Follow My Sun

Shrimp Ceviche

 If your family is anything like mine the idea of raw seafood ceviche would send them running!  This light, balanced and vibrant version uses cooked shrimp making it almost like a seafood salad.   Even the pickiest relative will find this tasty!  Serve as an appetizer with tortilla chips or on a tostada as an entree.  Anyway in which it is served will transport you to your favorite tropical destination.

Ingredients:

1 lb shrimp, peeled, deveined, and cooked (tail off)

1/2 large cucumber, diced

2 plum tomatoes, diced (or 8-10 large grape tomatoes)
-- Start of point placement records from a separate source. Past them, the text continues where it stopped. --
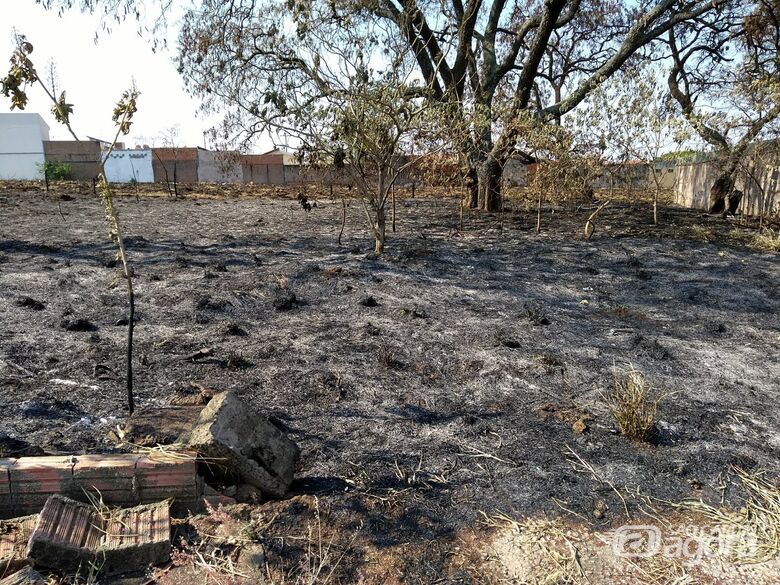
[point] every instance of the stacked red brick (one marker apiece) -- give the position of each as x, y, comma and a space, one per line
120, 480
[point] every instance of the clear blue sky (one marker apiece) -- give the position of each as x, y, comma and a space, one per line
94, 75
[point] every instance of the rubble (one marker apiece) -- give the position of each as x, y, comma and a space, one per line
245, 445
25, 576
14, 535
72, 536
122, 480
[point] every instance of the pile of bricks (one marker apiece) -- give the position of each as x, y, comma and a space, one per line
73, 537
120, 480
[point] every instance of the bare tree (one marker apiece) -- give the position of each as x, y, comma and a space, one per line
725, 77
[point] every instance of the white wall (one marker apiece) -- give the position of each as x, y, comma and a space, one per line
219, 167
21, 145
125, 165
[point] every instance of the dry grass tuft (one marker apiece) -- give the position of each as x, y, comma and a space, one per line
633, 403
754, 529
767, 240
540, 550
701, 232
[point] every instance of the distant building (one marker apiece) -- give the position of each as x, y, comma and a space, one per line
83, 157
130, 165
759, 181
21, 146
275, 167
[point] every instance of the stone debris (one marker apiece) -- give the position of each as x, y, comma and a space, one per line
72, 536
25, 576
239, 443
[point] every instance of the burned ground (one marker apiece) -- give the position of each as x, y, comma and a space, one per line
437, 382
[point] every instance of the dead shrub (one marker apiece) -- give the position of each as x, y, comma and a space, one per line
633, 404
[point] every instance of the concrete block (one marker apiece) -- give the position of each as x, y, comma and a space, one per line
25, 576
66, 536
136, 538
71, 536
237, 442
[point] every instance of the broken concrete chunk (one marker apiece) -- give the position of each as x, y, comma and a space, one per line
26, 576
240, 443
71, 536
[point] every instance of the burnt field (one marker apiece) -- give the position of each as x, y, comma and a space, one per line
463, 372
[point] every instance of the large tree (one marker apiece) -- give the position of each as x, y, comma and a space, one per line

1/4 cup red onion, quartered and thinly sliced

2 TBSP cilantro, chopped

1/2 jalapeno pepper, seeded and finely chopped

1/4 cup fresh lime juice

5-6 dashes of hot sauce (my favorite is Valentina)

Salt to taste

1 medium avocado

Directions:

  1. Dice shrimp.  Cut in 1/3rds or 1/4th’s depending on size of shrimp. 
  2. Combine shrimp, cucumber, tomatoes, cilantro, jalapeño, lime juice and red onion.
  3. Season with salt and add hot sauce to your taste.
  4. Toss all together and refrigerate covered for up to 1 hour before serving.
  5. Before serving, dice avocado and gently fold into shrimp mixture.